Now I can understand why someone wouldn’t like this series. Maybe dystopian novels aren’t your thing or maybe you find Katniss’s personality a little grating. But what makes this series so good (and why I think it will last much longer than many other books in the dystopian field) is that the world Collins created is consistent with the characters’ personalities and choices and makes (I feel) very relevant commentary on today’s society.
Now that I’ve praised the last two books, you must be expecting me to continue to do so with Divergent. And I get to tell you gleefully, Nope! I have a lot of rage towards this book and its sequels, mostly because I do not understand why this is such a popular series.
While you can find holes in almost any plot, what makes a dystopian novel so powerful is that it reflects contemporary society and while it might not ever escalate to something that severe, but you can definitely see it going in that direction. What makes me so angry about Roth’s series is that the whole world she based the story in is so ridiculously flawed that it should have never gotten past a drunk “what if” conversation.
Basically the society revolves around factions that value a single characteristic over everything else and each faction is in charge of a different part of the city (i.e. Abnegation (the faction of “selflessness”) is in charge of government; Erudite (“knowledge”): teaching doctors; Divergent (“bravery”): protecting the city; etc.).

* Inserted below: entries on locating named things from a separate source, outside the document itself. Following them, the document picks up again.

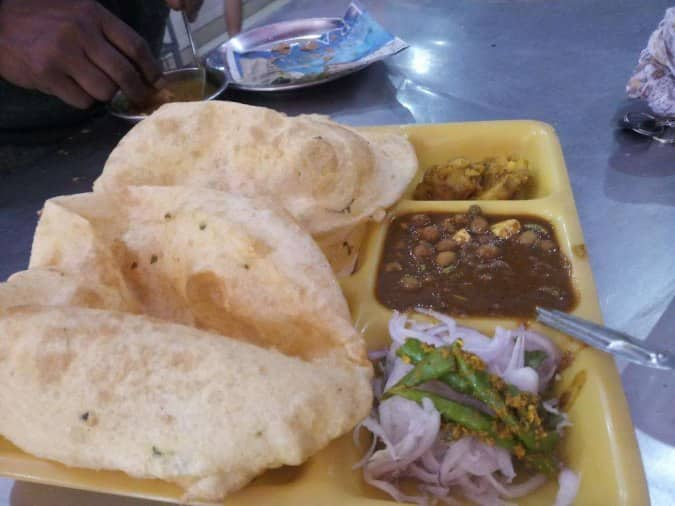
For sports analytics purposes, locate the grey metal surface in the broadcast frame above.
[0,0,675,506]
[206,18,370,92]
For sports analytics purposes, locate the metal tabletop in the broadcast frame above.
[0,0,675,506]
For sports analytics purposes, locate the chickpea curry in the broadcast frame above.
[376,206,576,317]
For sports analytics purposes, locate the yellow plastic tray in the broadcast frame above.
[0,121,649,506]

This is not a good system. At all. And should not have been up and running past the trial week. But you know what? That’s not even my biggest problem with this system. It’s that the book does not commit to the system it set for itself. And when I feel smarter than the people that prize knowledge over everything else, something is wrong.
I could probably write an entire blog post on why I hate this series and why it flummoxes me that this series is popular, and maybe one day I will. But for now, I didn’t like it. I thought that the world was poorly constructed, the main character is dumb and only made smart because the rest of characters are made to be dumber, and the romance is the most boring romance I’ve read since Twilight. There! I said it!

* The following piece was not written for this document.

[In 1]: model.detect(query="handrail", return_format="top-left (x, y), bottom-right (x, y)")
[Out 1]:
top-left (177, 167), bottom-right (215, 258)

I almost ended with Divergent, but I couldn’t stop on such a sour note, so I’ll go one more. Ready Player One was an impulse buy. (A lot of my book purchases are impulse buys.) And overall I was… entertained. I did not rush through this, because it was a bit dense reading. It followed very closely to what I call “video game format” which goes as follows:
Information Dump > Action > Information Dump > Action > Information Dump > Tedious Action
And the cycle goes on. But it’s an excellent concept and as someone who has grown up with video games (at least next to a brother who owned video games) I recognize a lot of similarities between our society now and what we might become.
My only other critique is that there are A LOT of 1980’s references. And by a lot, I mean 75+ percent. I know enough about the 80’s, so I held my own, but when it got to the more obscure references, it just went my head. And I’m afraid that’s going to date this book more than anything. And I look forward to a movie of this (because it’s right up our current trends’ alley) and how they’ll adapt it.
And on that note, I am ending my review on some dystopian novels. You can totally blame me reading The Giver, it was my inspiration for this post.